Six new members have been selected to serve 3-year terms on Analytical Chemistry’s Editorial Advisory Board. Established in the 1940s, the board is a vital link between the journal editors and the analytical chemistry community, providing guidance and advice on editorial content and policy. Christian Amatore, the director of the chemistry department at the École Normale Supérieure (ENS; France), earned his Doctorat d’État ès Sciences there.
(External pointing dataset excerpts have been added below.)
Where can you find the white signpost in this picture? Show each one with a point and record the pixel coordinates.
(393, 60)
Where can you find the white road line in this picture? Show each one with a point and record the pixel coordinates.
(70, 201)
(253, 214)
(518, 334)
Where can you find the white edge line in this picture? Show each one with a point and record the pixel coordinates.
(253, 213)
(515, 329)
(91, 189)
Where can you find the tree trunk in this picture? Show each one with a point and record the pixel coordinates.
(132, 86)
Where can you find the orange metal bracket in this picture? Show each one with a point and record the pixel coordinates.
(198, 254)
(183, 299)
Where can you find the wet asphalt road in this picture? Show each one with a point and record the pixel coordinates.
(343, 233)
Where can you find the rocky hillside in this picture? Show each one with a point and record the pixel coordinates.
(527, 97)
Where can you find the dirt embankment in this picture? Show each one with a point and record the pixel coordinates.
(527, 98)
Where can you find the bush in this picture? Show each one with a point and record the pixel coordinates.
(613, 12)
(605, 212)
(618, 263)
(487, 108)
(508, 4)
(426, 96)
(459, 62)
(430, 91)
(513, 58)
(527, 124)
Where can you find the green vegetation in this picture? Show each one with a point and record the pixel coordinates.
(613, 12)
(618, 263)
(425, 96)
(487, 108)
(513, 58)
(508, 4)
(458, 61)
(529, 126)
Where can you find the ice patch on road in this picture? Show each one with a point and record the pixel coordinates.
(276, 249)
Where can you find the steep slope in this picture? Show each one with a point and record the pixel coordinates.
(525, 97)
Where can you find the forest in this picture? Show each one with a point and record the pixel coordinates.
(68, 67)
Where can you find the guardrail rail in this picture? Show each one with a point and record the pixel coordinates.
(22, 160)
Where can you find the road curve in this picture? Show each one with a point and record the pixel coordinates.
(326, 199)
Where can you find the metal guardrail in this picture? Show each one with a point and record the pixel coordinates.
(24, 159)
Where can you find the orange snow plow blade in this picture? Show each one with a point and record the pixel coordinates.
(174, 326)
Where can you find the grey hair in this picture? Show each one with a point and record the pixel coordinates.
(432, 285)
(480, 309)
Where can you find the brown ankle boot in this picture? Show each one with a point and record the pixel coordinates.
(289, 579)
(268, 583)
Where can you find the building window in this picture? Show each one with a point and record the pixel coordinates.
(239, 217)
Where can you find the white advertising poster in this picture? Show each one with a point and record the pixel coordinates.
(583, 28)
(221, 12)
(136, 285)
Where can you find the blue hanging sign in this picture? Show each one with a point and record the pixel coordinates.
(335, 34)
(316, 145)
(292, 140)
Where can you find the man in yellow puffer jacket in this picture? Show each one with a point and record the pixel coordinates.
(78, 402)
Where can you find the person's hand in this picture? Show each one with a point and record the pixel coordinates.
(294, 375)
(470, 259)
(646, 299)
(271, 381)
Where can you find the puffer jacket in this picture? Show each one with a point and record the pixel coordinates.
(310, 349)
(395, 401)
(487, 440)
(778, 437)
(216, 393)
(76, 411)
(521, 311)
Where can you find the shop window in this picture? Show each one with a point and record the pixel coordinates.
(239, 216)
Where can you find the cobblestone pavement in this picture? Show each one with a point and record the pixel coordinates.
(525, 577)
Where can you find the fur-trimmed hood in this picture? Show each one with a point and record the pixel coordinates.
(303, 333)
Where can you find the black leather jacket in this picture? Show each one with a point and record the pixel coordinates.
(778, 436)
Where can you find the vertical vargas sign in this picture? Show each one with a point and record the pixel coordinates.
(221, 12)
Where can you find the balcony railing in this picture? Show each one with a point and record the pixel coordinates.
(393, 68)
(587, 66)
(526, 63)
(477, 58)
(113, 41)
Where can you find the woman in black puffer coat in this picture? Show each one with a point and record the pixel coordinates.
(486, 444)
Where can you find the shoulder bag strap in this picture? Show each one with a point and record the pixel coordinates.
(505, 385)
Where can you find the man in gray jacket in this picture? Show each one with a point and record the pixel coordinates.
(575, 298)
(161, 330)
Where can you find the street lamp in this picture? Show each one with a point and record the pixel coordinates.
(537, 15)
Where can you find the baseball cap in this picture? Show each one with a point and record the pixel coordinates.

After serving as a visiting professor at Indiana University, Bloomington, he returned to ENS in 1984. His research focuses on electrochemistry, and he worked on the development of ultramicroelectrodes. He is especially interested in the theoretical aspects of dynamic chemical processes at electrodes and in electrical and mass transport under extreme conditions. He was elected to the French Academy of Sciences in 2002. Harold G. Craighead, a professor of applied physics and the director of the Nanobiotechnology Center at Cornell University, received his Ph.D. in physics at Cornell. His research activity involves the use of fluidic, optical, and mechanical nanostructures for molecular manipulation, chemical analysis, and
studies of biological systems with high spatial resolution. Barbara Finlayson-Pitts, a professor of chemistry at the University of California, Irvine (UCI), received her B.Sc. (Hons) from Trent University in Peterborough (Canada), and her master’s degree and Ph.D. from the University of California, Riverside, where she also conducted postdoctoral research. Her research focuses on understanding atmospheric processes at the molecular level, particularly heterogeneous reactions occurring in and on particles and surfaces. Her studies involve a variety of analytical techniques and are closely coordinated with theory, computer kinetics modeling, and field studies through collaborations with other faculty members and researchers at UCI and elsewhere. Charles (Chuck) Lucy, a professor of chemistry at the University of Alberta (Canada), received his B.Sc. from the University of Victoria (Canada) and his Ph.D. from the University of Alberta. His research seeks an understanding of the physicochemical behavior underlying separation techniques such as HPLC, ion chromatography, and CE. This understanding enables the development of new instrumentation and techniques.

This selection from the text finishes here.